So I have often wondered what it all means. I can't believe that I would be the only person out there to ponder this question. I'd say I've been through my share of mistakes, loves, spiritual crisis and so forth. I guess we all have. What keeps some of us going on? What stops some of us? What makes someone a good person as compared to a bad person? Dare I ask?
For me, my child keeps me going but I'll be honest. It's very tough at times. I love him so much but I have definitely contemplated taking the cowards way out and ending it all. Working a stressful job, managing a family, attempting to have a social life(I'm not doing a good job at this one), providing activities for my child. It adds up after a while and takes its toll. I've often wondered how so many woman do it? I see the stay at home moms from my child's school and they all seem so happy and secretly I'm jealous. But I imagine they probably have many or at least some of the same issues I have. Are any of us really happy at the end of the day? I often wonder if happiness exists. Am I broken because I can't feel it? I haven't felt it in ages and frankly I don't think I remember what it is.

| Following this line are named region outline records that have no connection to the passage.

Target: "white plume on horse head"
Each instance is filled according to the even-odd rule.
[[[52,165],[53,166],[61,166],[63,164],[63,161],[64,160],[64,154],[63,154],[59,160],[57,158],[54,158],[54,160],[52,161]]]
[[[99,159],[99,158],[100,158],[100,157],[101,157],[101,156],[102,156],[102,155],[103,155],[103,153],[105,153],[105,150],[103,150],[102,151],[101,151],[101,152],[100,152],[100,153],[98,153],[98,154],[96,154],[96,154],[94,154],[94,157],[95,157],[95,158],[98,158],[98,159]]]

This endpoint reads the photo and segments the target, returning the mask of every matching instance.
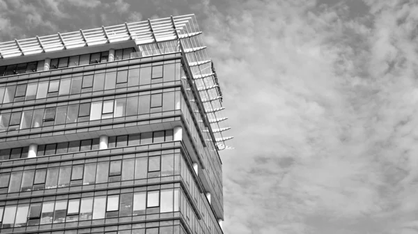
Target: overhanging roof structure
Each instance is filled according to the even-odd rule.
[[[222,110],[224,109],[222,93],[213,63],[208,57],[206,47],[203,43],[201,33],[194,15],[80,29],[74,32],[0,42],[0,63],[8,58],[128,40],[134,41],[145,56],[180,49],[189,63],[201,100],[204,101],[202,104],[208,118],[211,120],[211,129],[225,130],[228,126],[221,126],[226,119],[222,114]],[[172,44],[172,41],[176,40],[180,42],[180,47]],[[222,136],[224,131],[212,132],[218,150],[231,148],[225,145],[224,141],[231,137]]]

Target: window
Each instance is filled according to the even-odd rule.
[[[54,224],[63,223],[67,216],[67,200],[56,201],[54,211]]]
[[[58,96],[59,88],[59,79],[51,81],[48,88],[48,98]]]
[[[153,66],[151,79],[162,78],[162,65]]]
[[[160,190],[147,192],[146,208],[154,208],[160,205]]]
[[[76,221],[79,219],[80,199],[71,199],[68,201],[68,210],[67,211],[67,221]]]
[[[38,169],[35,172],[35,180],[33,181],[33,190],[44,189],[45,187],[45,178],[47,169]]]
[[[106,196],[94,198],[93,205],[93,219],[104,219],[106,209]]]
[[[133,193],[121,194],[121,206],[119,207],[121,217],[132,215]]]
[[[145,214],[146,198],[146,192],[140,192],[134,194],[133,215]]]
[[[151,95],[151,108],[162,107],[162,93]]]
[[[130,180],[134,179],[135,175],[135,159],[125,159],[123,162],[122,180]]]
[[[4,209],[4,213],[7,214],[3,219],[2,228],[13,228],[15,223],[15,217],[16,215],[16,205],[8,205]]]
[[[116,83],[116,72],[112,72],[106,73],[106,78],[104,80],[104,90],[115,88]]]
[[[42,203],[40,213],[40,224],[52,224],[55,201],[46,201]]]
[[[107,206],[106,208],[106,217],[114,218],[118,216],[119,195],[107,196]]]
[[[32,203],[28,214],[28,226],[38,225],[40,219],[42,203]]]
[[[59,169],[59,178],[58,187],[70,186],[70,176],[71,175],[71,166],[61,166]]]
[[[120,98],[115,100],[114,118],[125,116],[126,111],[126,98]]]
[[[20,192],[26,192],[32,190],[34,176],[35,170],[24,171],[23,172],[22,187],[20,189]]]
[[[29,204],[21,204],[17,206],[15,227],[25,226],[26,225],[29,211]]]
[[[93,217],[93,198],[83,198],[80,205],[80,221],[90,220]]]
[[[91,163],[86,164],[84,176],[83,176],[83,185],[93,185],[95,181],[96,164]]]
[[[148,172],[160,171],[160,156],[148,157]]]

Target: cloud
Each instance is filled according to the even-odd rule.
[[[196,6],[236,139],[222,153],[225,233],[418,233],[406,2],[368,1],[357,18],[344,1]]]

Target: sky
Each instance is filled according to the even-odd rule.
[[[418,233],[418,1],[0,0],[0,41],[194,13],[226,234]]]

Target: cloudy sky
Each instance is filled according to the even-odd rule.
[[[418,233],[416,0],[0,0],[0,41],[189,13],[235,137],[226,234]]]

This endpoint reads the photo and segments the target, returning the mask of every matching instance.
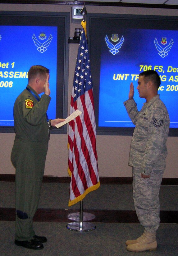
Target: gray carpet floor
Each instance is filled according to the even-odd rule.
[[[1,256],[11,255],[71,255],[107,256],[135,255],[127,252],[125,243],[130,238],[136,238],[143,229],[139,224],[97,223],[96,229],[79,232],[67,229],[67,223],[34,223],[38,234],[45,235],[48,241],[44,248],[33,251],[18,247],[14,243],[15,223],[0,222],[0,253]],[[140,255],[178,255],[178,226],[161,224],[157,232],[157,251],[140,253]]]

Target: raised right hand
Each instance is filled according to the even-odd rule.
[[[134,97],[134,85],[132,82],[130,85],[130,91],[129,93],[129,100],[132,100]]]

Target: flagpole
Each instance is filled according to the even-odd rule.
[[[66,226],[70,230],[80,232],[90,231],[96,229],[96,226],[94,224],[83,221],[84,218],[83,199],[86,194],[97,189],[100,185],[97,163],[98,157],[96,149],[96,131],[93,85],[84,16],[87,13],[84,4],[81,10],[81,14],[83,15],[83,20],[81,25],[83,29],[81,32],[70,109],[70,112],[72,112],[76,108],[78,109],[81,109],[82,114],[80,118],[76,118],[75,121],[71,121],[69,123],[68,133],[69,150],[68,171],[71,177],[74,177],[73,179],[71,179],[70,185],[70,200],[69,205],[70,206],[79,201],[79,194],[80,194],[82,199],[80,201],[79,216],[78,213],[77,213],[76,217],[78,218],[77,220],[79,221],[69,223]],[[84,105],[82,102],[84,103]],[[87,122],[87,120],[89,121]],[[80,127],[83,127],[83,129],[80,129]],[[83,133],[82,133],[82,131],[84,131]],[[86,145],[86,142],[87,145],[89,145],[88,148]],[[80,147],[78,147],[79,146]],[[80,160],[77,161],[77,162],[76,159],[79,159]],[[92,164],[91,163],[91,160],[92,160]],[[84,164],[84,163],[85,163],[86,164]],[[75,163],[74,165],[74,163]],[[85,168],[85,170],[84,170]],[[89,176],[86,176],[86,173],[89,171]],[[81,176],[80,179],[77,178],[78,176],[79,177],[79,172],[80,173],[83,173],[81,180]],[[87,181],[87,182],[86,181]],[[81,196],[82,195],[84,195],[83,197]],[[78,200],[76,200],[77,198]],[[88,215],[91,214],[86,214],[87,215],[86,218],[89,219]],[[73,215],[73,213],[69,214],[68,217],[73,219],[73,216],[71,216]],[[91,217],[90,216],[90,219],[95,218],[94,215],[92,215],[93,216]],[[74,217],[74,218],[75,218]]]
[[[91,220],[95,218],[96,216],[94,214],[89,213],[83,212],[83,200],[80,201],[80,211],[77,212],[72,213],[70,213],[67,215],[67,218],[71,220],[75,220],[76,221],[80,221],[80,217],[81,215],[80,207],[81,207],[81,205],[82,204],[82,207],[83,208],[82,216],[83,220],[84,221],[88,220]]]

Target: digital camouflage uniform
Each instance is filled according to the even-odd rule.
[[[132,166],[135,208],[141,225],[148,232],[155,232],[160,221],[159,193],[167,154],[169,114],[158,94],[139,111],[133,99],[124,104],[135,126],[129,162]],[[150,177],[144,179],[141,173]]]
[[[46,114],[51,97],[41,98],[29,85],[37,99],[26,89],[14,106],[16,133],[11,160],[16,169],[16,219],[15,239],[32,239],[35,235],[32,220],[38,204],[49,140]]]

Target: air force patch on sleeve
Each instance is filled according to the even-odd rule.
[[[25,100],[25,107],[27,108],[32,108],[34,106],[34,102],[31,100],[27,99]]]
[[[163,124],[163,120],[160,120],[158,121],[158,120],[155,119],[155,118],[153,118],[153,124],[155,127],[160,127],[160,126],[162,126]]]

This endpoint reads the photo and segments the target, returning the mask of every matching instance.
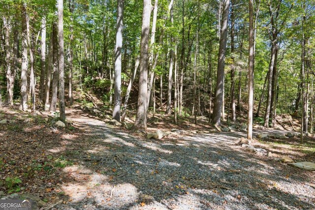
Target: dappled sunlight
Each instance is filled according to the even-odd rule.
[[[142,144],[142,147],[150,149],[150,150],[154,151],[158,151],[166,154],[171,154],[173,153],[173,151],[163,149],[159,147],[158,144],[153,143],[147,143]]]

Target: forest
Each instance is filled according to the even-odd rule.
[[[1,0],[0,18],[3,200],[315,209],[313,0]]]

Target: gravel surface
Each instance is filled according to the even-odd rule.
[[[69,143],[69,200],[54,209],[315,209],[315,173],[242,150],[245,133],[148,140],[68,112],[85,140]]]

I often question the same about Love. Does love exist? I don't think love between a husband and wife exists. I think it's a mirage that society has duped us into believing. A knight in shining armor is going to come and sweep us away. Sorry gals.. Doesn't exist. Love, as we define the feeling, is a chemical reaction in the brain which we feel when we are young and "in Love" or old and "in Love". What keeps that going? When does it fade? I started to think that the love between a mother and child is the only true love. When my child was born. I remember being more in love then I ever was with my husband or any other man. The feeling was beyond overwhelming. But was/is it love? Obviously I will do anything for my child, but there are alot of women out there who don't care about their child. Is my Love for my child simply a chemical reaction in my brain that I have no control over? Is it simply for the survival of the species? Does thinking like this take all the mystery out of life and cause one to just hurl deeper into a state of depression and loss of purpose?